French Nudist Christmas Celebration -

Gérard, a retired marine biologist with a chest as weathered as the oak beams above him, was carefully lowering a bûche de Noël —a Yule log cake—onto the main table. It was a masterpiece: chocolate ganache bark, meringue mushrooms, and a tiny, edible robin. He was completely naked, save for a pair of reading glasses perched on his nose and an apron reading "Chef Père Fouettard" that he’d tied around his waist as a joke.

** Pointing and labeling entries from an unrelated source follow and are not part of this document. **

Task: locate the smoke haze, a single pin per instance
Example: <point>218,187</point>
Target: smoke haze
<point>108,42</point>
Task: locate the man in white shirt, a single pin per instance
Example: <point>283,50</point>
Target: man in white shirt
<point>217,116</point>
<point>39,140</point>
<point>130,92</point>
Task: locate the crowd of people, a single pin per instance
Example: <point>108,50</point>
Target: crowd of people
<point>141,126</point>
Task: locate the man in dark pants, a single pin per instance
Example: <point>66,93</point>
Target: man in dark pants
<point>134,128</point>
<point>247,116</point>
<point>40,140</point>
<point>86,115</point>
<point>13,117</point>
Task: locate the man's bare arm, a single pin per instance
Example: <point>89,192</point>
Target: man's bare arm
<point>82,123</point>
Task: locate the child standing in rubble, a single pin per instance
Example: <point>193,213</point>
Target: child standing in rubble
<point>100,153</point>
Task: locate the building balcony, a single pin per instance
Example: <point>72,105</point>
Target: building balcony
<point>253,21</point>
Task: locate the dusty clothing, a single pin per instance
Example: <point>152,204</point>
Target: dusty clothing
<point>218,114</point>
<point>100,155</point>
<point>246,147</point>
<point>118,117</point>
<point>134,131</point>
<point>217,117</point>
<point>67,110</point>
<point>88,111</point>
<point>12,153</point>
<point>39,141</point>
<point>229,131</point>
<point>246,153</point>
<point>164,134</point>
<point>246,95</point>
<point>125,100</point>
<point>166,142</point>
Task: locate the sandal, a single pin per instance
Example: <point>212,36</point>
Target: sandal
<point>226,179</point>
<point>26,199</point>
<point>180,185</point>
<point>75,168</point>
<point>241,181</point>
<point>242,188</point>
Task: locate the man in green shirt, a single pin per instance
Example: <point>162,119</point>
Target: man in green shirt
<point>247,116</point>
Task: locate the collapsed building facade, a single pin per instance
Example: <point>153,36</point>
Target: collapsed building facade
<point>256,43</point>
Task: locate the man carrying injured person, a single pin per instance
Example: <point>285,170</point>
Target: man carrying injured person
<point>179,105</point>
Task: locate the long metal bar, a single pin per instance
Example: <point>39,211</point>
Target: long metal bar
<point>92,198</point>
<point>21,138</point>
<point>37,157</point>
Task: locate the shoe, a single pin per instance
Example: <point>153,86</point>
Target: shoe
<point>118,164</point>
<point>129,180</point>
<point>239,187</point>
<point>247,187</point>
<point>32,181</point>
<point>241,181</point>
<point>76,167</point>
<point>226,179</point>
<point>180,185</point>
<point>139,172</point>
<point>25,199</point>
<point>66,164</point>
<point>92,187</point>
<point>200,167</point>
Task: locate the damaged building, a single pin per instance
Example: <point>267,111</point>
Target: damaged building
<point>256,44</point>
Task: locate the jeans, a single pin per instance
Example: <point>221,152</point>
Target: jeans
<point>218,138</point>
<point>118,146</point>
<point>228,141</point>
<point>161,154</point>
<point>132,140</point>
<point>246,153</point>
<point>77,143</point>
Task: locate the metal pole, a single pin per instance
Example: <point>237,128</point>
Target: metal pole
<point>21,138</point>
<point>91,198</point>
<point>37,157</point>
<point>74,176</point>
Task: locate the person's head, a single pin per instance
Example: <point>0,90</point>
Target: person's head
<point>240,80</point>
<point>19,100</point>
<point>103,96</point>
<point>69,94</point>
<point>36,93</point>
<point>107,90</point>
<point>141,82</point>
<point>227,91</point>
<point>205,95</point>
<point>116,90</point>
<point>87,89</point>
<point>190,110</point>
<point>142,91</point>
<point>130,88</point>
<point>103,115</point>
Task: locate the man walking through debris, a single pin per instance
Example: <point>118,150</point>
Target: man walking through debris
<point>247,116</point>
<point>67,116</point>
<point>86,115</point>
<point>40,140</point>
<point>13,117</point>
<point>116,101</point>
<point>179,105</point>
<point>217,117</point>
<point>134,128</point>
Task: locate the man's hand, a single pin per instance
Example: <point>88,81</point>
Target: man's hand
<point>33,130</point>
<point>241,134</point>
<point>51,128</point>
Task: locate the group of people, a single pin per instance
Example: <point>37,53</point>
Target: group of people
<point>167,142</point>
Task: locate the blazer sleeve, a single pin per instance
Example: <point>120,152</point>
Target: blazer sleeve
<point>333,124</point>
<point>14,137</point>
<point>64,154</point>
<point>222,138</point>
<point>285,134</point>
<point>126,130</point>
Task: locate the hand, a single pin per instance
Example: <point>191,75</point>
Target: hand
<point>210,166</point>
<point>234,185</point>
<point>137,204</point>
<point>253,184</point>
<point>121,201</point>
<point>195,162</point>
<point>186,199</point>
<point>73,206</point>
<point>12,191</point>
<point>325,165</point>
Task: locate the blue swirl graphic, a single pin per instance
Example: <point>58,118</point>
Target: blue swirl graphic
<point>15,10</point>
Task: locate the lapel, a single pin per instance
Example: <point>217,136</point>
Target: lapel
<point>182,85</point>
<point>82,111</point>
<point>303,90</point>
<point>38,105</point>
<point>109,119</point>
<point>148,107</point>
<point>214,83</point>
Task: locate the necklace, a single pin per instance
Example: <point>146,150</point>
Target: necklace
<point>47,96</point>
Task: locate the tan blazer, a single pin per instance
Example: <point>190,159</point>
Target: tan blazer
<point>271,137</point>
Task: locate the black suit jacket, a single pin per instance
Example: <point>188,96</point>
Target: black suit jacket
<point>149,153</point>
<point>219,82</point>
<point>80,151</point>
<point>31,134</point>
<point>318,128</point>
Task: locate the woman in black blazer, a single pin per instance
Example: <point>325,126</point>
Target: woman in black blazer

The tradition of the Naturist Réveillon was older than most of the attendees. It had begun thirty years ago, when a dozen idealistic post-’68ers had decided that Christmas, with all its consumerist frenzy and stiff wool sweaters, needed a reclamation. They argued that the first Christmas, if you believed the crèches, happened in a humble stable. Joseph and Mary, exhausted and displaced, weren’t wearing velvet robes and gold-embroidered slippers. They were wearing what they had. And the baby, famously, was wrapped in swaddling clothes, but otherwise bare to the world. The naturists saw that as the original honesty. french nudist christmas celebration

The mistral wind had finally died, leaving the Provence sky a crisp, deep sapphire. On a hillside overlooking the Luberon valley, the village of Saint-Pierre-des-Corps lay quiet. But it was not asleep. In the largest of the converted stone farmhouses, a warm, golden light spilled from every window, carrying with it the scent of roasting chestnuts, pine resin, and mulled wine spiced with star anise and orange. Gérard, a retired marine biologist with a chest

After midnight, the celebration softened. The fire burned down to a deep, pulsing orange. Someone brought out an acoustic guitar, and a slow, melancholic rendition of “Petit Papa Noël” filled the room. Couples leaned into each other. A grandmother rocked a sleeping infant. The teenagers, exhausted from their card games, had wrapped themselves in a single large quilt and were watching the flames, their heads together, whispering about nothing and everything. The tradition of the Naturist Réveillon was older

“Gérard! The fire!” called his wife, Chantal, from across the room. She was knitting a small woolen cap—not for herself, but for the village’s newborn, a baby who would, of course, attend her first naturist Christmas in just a diaper, because even in the south of France, December required some concessions.